Recorded largely at Sam Phillips Recording Studio, Memphis – with the remaining at their studio in Indiana – this Memphis vibe has seeped into the record. How could it not – the music, the history, the people, the Mississippi river. Mixed by Mark Needham (The Killers) and mastered by Andy Vandette (Beastie Boys/Smashing Pumpkins), Heavy Shoes is their heaviest record yet.
“I tend to try to write like you’re reading a book. It’s descriptive, but also visual,” he says. He solemnly wails about bad luck on “Hard Times,” the first single from the album. They then run a gamut of themes; addiction (“Save You From You”), emotional torture (“Prosecution Blues”), destructive relationships (“Heavy Shoes”) and manipulation (“Election Blues”). The doom-laden, desert-rock “40 Dead Men” centers around an unnamed soldier who destroys his surroundings just to get home. “It’s a metaphor for being sucked into a fight, be it politics or religion, and focussing on going back to the thing you really love.”
Tapp hasn’t been dealt the easiest cards in life.
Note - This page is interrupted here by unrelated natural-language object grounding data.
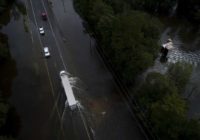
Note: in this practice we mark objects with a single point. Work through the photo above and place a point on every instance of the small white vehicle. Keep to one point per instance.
(41, 30)
(46, 52)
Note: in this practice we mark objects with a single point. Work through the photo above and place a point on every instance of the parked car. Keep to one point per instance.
(46, 52)
(41, 30)
(44, 16)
Aged ten he discovered he was adopted, “for a long time, I kinda felt I was alone.” His Grandfather, who he “emphatically loved”, was a significant influence. “He dealt with depression his whole life. Music brought him joy. Because he valued it, it felt natural to me to value it.” He ended up taking his own life, and it was Chris who found him, “it was difficult then, and it’s been difficult since,” he says. “Ninety-nine per cent of the time, he was laughing. But he had this dark side, and maybe there’s a little bit of that dark side in me.”
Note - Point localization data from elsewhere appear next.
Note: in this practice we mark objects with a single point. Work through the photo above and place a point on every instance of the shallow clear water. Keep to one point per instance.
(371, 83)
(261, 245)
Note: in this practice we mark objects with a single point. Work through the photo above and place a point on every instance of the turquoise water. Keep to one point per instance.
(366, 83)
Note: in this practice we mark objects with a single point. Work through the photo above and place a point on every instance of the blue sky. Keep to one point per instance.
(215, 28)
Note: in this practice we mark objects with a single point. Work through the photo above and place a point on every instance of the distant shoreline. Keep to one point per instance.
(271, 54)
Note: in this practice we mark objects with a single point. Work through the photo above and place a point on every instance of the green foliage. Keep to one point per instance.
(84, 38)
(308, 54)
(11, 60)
“That’s a heavy component of my life, and that creeps into the songs. It’s sometimes easier for me to think about it in a song with characters than it is for me to just think about it.”
As a child, his grandfather told him about his great-grandfather, who ran moonshine during prohibition. When no one in the family would discuss that period, he decided to go to do his own research, and discovered that during this, the local Sheriff and Deputy visited his great-grandfather’s house and assaulted his great-aunt. To protect his family, the next time, he hid under the porch until the Sheriff and Deputy returned. He then shot them both dead on the porch. He spent six days in jail and was released. This trauma shook the family and Tapp lived in that home during his twenties. “My great-aunt lived to be 103 and, just before she passed away, in the last couple of years, she started to talk to me about it.”
Tapp was diagnosed with Stage 3 Cancer in 2009 and given six months to live. 18 months of radiation and chemotherapy followed. “Now I feel like I’m saying what I want to say a little bit more concisely and elegantly,” he concludes.
Now on their fifth album, the road-worn warriors have crisscrossed the US, playing the Mercury Lounge to the Viper Rooms, and played with Rival Sons, Spoon, Grand Funk Railroad and Thievery Corp. Their music has been streamed over 20m+ times and has featured on TV and games; ESPN, X-Games, Monster Energy, TNT’s Animal Kingdom, Dodge Motors and the smash-hit game CyberPunk 2077.
You want authenticity, take one long cold hard stare at these two. The Cold Stares are a rock ‘n’ roll band, but they take a sledgehammer to the foundation to reveal the cracks that are suppressed within it. With that, allowing themselves to be raw and open to show that, we are not alone.